Subsequent study follow-up contacts/visits will be performed every 90 days (±15 days) after the EOT visit treatment, until 60% of the OS events have been collected or 24 months after last patient in (LPI), whichever comes first. The follow-up contacts may be conducted via telephone, via clinic visits, via local practitioner, via review of medical records or other means found suitable.
At the follow-up visits, information on any subsequent cancer treatments will be collected, recording and assessment of serious adverse events (SAEs) considered to be related to the study treatment will be performed, and survival status will be noted. All AEs collected during the reporting period still ongoing at the EOT visit will be followed until resolution or stabilization, or until deemed not necessary by the Investigator.
During the Phase 1b part of the study, a dose escalation design will be utilized to identify the optimal dose and duration of administration of arfolitixorin to be used in combination with 5-FU, oxaliplatin and bevacizumab.
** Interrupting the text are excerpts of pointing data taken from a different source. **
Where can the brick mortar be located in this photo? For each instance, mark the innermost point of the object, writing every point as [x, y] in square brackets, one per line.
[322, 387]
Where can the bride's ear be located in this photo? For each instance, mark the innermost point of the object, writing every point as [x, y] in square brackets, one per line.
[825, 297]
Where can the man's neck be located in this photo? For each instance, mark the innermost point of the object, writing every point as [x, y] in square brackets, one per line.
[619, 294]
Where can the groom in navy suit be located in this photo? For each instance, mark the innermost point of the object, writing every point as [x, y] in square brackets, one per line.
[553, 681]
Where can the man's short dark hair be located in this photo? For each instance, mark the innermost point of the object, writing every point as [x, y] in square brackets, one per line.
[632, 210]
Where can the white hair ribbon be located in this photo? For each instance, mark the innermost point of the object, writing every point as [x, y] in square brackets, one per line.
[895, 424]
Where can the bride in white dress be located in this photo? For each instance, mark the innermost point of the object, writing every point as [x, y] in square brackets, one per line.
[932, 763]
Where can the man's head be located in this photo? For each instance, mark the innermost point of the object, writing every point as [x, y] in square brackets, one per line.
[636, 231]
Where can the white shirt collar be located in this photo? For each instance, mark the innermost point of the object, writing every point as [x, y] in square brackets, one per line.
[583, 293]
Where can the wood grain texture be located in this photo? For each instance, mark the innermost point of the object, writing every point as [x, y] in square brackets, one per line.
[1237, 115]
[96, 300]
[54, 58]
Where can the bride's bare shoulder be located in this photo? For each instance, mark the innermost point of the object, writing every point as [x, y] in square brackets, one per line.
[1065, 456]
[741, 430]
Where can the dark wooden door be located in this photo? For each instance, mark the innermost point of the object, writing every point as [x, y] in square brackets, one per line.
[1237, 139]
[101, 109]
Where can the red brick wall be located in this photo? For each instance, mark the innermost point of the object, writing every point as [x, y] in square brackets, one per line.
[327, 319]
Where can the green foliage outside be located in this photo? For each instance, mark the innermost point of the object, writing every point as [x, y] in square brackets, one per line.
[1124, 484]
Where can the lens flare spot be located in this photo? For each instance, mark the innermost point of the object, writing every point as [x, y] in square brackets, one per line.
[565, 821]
A Safety Review Committee (SRC) will review AEs, SAEs, dose-limiting toxicities (DLTs) and PK data and make recommendations regarding which dose level and cohort size to be tested for the next cohort, as well as the MTD. The SRC may also make recommendations of the duration of the infusion if there are safety findings that potentially correlate to a non-acceptable maximum plasma (peak) drug concentration (Cmax).
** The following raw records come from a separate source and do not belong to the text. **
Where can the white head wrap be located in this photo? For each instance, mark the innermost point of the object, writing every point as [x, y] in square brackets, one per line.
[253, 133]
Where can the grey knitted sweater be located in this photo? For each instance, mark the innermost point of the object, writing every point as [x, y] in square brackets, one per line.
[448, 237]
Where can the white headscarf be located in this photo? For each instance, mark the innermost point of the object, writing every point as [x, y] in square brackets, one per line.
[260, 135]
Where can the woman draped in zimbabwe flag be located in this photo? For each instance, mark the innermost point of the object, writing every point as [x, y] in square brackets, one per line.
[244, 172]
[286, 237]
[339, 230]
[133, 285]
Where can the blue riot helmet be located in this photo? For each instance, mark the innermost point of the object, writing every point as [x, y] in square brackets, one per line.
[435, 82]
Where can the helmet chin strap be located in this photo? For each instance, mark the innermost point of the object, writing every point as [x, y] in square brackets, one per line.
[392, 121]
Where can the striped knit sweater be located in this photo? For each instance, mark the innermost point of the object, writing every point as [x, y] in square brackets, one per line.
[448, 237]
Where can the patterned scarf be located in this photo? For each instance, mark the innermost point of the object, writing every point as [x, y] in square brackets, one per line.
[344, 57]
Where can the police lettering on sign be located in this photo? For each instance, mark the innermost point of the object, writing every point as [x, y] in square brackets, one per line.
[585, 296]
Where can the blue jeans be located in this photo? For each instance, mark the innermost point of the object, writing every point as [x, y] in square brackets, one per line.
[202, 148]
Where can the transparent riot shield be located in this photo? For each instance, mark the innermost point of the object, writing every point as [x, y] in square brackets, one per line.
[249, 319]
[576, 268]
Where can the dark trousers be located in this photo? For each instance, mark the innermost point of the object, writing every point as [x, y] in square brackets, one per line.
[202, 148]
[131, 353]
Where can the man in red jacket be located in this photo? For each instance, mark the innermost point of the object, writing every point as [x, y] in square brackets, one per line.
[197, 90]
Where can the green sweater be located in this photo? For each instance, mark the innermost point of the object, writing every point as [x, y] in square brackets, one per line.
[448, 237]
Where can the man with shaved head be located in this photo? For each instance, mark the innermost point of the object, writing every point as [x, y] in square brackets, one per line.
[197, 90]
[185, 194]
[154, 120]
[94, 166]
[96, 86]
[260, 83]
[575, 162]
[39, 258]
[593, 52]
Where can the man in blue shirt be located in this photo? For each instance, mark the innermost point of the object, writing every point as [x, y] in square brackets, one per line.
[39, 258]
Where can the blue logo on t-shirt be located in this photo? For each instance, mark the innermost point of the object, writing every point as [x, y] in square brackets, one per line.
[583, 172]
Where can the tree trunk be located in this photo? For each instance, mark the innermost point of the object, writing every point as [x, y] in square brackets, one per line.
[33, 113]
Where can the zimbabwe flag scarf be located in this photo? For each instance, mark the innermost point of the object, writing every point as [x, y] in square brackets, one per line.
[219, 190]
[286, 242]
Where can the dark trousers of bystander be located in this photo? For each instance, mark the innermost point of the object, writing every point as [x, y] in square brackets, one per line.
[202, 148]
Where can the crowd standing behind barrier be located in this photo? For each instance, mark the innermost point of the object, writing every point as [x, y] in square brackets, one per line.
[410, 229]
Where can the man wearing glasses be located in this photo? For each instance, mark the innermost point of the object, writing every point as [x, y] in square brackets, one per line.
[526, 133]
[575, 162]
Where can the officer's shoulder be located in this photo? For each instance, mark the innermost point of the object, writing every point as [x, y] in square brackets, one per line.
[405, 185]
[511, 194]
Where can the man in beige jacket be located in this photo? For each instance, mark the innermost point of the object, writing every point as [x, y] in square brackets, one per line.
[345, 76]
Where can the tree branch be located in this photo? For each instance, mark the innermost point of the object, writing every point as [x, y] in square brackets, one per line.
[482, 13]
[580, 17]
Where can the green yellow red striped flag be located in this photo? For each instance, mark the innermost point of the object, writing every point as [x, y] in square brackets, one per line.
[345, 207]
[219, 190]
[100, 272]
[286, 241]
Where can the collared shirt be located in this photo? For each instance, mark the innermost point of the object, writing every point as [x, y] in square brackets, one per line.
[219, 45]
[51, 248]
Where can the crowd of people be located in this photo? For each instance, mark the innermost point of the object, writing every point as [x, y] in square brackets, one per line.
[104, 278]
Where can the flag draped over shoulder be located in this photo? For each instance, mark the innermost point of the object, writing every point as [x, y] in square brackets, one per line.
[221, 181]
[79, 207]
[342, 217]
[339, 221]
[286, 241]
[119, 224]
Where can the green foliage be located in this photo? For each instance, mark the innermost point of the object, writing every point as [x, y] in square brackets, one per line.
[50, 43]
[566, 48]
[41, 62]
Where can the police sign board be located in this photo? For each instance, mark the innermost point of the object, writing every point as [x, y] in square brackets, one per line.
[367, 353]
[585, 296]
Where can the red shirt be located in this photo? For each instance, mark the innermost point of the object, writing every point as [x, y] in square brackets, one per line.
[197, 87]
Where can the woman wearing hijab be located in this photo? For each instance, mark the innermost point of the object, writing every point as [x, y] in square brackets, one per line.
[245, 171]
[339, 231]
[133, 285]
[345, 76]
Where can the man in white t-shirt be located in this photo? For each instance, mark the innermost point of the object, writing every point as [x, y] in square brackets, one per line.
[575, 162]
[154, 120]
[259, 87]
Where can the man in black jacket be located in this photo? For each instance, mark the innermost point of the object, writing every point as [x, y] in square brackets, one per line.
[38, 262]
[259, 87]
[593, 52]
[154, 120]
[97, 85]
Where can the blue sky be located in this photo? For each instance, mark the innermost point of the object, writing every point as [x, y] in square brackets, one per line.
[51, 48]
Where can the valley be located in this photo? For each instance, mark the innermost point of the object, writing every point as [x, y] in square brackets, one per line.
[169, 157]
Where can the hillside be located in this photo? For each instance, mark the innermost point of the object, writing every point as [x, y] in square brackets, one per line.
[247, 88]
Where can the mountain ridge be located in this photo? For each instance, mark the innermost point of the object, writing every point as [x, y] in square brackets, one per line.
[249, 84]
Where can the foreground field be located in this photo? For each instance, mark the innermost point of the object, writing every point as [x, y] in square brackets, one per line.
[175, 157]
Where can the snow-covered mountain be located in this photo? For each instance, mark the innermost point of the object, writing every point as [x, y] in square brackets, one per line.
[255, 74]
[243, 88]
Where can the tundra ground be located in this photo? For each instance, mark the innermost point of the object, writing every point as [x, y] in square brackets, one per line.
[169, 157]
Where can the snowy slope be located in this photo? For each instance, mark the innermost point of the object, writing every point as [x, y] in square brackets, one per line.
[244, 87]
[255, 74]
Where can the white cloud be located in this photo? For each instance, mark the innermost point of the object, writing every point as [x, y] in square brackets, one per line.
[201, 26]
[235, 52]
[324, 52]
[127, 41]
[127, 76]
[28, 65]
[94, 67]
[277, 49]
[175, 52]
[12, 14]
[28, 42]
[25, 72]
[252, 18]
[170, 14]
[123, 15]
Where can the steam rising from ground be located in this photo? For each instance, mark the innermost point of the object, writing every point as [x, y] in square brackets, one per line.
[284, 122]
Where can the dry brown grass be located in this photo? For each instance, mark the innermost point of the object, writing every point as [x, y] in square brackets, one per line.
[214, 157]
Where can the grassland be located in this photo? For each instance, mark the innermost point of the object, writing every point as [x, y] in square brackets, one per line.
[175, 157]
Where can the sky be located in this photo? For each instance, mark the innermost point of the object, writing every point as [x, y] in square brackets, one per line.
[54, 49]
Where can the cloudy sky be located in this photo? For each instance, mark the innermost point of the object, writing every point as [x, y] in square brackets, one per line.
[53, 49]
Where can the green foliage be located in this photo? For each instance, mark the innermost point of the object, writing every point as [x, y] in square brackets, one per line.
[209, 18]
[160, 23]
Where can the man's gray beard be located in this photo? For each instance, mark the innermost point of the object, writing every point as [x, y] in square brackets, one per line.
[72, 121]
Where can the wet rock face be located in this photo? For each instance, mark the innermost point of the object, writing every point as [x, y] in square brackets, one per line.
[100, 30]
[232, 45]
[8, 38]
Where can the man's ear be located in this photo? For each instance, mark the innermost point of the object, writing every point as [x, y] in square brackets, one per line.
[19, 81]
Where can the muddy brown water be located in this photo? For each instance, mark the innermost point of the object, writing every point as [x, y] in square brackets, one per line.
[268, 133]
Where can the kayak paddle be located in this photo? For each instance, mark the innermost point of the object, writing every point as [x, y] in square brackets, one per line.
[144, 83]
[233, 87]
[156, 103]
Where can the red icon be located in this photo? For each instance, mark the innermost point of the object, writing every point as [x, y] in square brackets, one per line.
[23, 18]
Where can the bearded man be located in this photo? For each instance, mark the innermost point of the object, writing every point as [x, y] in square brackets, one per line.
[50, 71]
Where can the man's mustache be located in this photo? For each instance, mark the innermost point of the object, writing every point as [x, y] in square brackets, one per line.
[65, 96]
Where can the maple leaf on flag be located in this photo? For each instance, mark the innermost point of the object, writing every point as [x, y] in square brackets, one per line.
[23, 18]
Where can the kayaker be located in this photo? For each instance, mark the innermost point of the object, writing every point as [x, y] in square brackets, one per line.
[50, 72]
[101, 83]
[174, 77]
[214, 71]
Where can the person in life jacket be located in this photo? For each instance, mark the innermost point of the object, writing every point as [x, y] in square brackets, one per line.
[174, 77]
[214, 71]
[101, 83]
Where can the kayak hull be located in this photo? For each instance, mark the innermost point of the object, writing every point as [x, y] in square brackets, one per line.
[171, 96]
The dose escalation schema will be based on a Bayesian optimal interval (BOIN) design where the decision of dose escalation or de-escalation involves a simple comparison of the observed DLT rate at the current dose with the prespecified dose escalation and de-escalation boundaries.
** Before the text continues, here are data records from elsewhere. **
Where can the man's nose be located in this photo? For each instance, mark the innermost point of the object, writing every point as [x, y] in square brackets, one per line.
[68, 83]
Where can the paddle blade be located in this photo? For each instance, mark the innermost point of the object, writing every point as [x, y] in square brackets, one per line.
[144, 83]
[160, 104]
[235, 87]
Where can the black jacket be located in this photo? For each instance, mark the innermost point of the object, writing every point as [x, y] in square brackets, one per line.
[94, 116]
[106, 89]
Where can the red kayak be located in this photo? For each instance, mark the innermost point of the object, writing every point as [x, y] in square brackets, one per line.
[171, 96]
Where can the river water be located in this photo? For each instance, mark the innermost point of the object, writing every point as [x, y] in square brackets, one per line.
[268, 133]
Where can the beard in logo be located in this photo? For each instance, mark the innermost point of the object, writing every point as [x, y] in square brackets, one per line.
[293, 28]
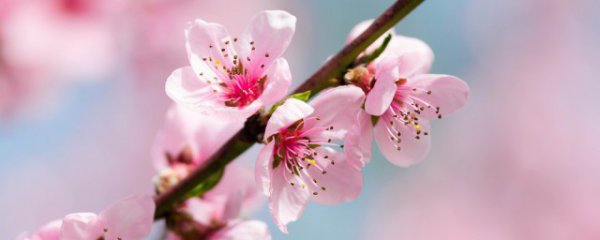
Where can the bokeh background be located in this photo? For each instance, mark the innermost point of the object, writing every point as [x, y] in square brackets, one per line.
[82, 97]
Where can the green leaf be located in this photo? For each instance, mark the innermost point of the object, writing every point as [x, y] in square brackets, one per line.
[207, 185]
[303, 96]
[276, 161]
[370, 57]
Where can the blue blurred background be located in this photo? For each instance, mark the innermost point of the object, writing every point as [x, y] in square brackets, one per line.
[519, 162]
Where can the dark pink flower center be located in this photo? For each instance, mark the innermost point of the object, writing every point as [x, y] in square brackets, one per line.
[239, 82]
[297, 150]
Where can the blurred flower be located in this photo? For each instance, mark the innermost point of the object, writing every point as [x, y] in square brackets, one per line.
[235, 76]
[300, 159]
[527, 172]
[130, 218]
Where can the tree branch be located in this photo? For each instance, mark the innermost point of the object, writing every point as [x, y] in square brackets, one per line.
[323, 78]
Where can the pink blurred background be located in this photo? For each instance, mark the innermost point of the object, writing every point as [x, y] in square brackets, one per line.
[82, 97]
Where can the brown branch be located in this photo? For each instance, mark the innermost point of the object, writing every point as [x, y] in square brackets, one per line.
[322, 78]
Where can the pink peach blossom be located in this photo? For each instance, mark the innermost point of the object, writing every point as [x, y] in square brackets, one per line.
[130, 218]
[302, 158]
[186, 141]
[403, 98]
[231, 75]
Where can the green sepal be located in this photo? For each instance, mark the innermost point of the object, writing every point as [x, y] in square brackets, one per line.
[207, 185]
[370, 57]
[303, 96]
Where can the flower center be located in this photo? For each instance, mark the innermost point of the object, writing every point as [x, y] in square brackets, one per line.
[243, 88]
[299, 151]
[239, 83]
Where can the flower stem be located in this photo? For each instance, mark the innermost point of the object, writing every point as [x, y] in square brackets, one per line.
[326, 76]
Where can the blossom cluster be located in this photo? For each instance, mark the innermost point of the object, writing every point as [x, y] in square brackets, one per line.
[313, 151]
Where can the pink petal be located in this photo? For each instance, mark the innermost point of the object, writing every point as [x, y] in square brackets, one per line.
[183, 127]
[412, 149]
[238, 179]
[279, 79]
[403, 65]
[130, 218]
[361, 27]
[358, 142]
[233, 206]
[401, 44]
[81, 226]
[380, 97]
[289, 112]
[341, 183]
[271, 33]
[50, 231]
[184, 87]
[200, 36]
[338, 106]
[286, 202]
[449, 93]
[263, 167]
[243, 230]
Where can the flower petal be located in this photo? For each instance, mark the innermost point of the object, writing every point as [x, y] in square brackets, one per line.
[243, 230]
[184, 87]
[130, 218]
[286, 202]
[380, 97]
[200, 36]
[342, 181]
[400, 45]
[271, 32]
[184, 128]
[50, 231]
[289, 112]
[358, 142]
[279, 79]
[411, 150]
[449, 93]
[338, 106]
[262, 168]
[81, 226]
The Phase 2 part of the study will be a randomized study where patients will be allocated to 1 of 2 dose levels of arfolitixorin, to be administered in combination with 5-FU, oxaliplatin and bevacizumab. The higher dose of arfolitixorin will be the MTD as determined in Phase 1b, and the lower dose will be a dose level below the MTD as determined in Phase 1b, i.e., 1 of the dose levels as determined by the SRC. The SRC will also review safety and efficacy data on a regular basis during Phase 2.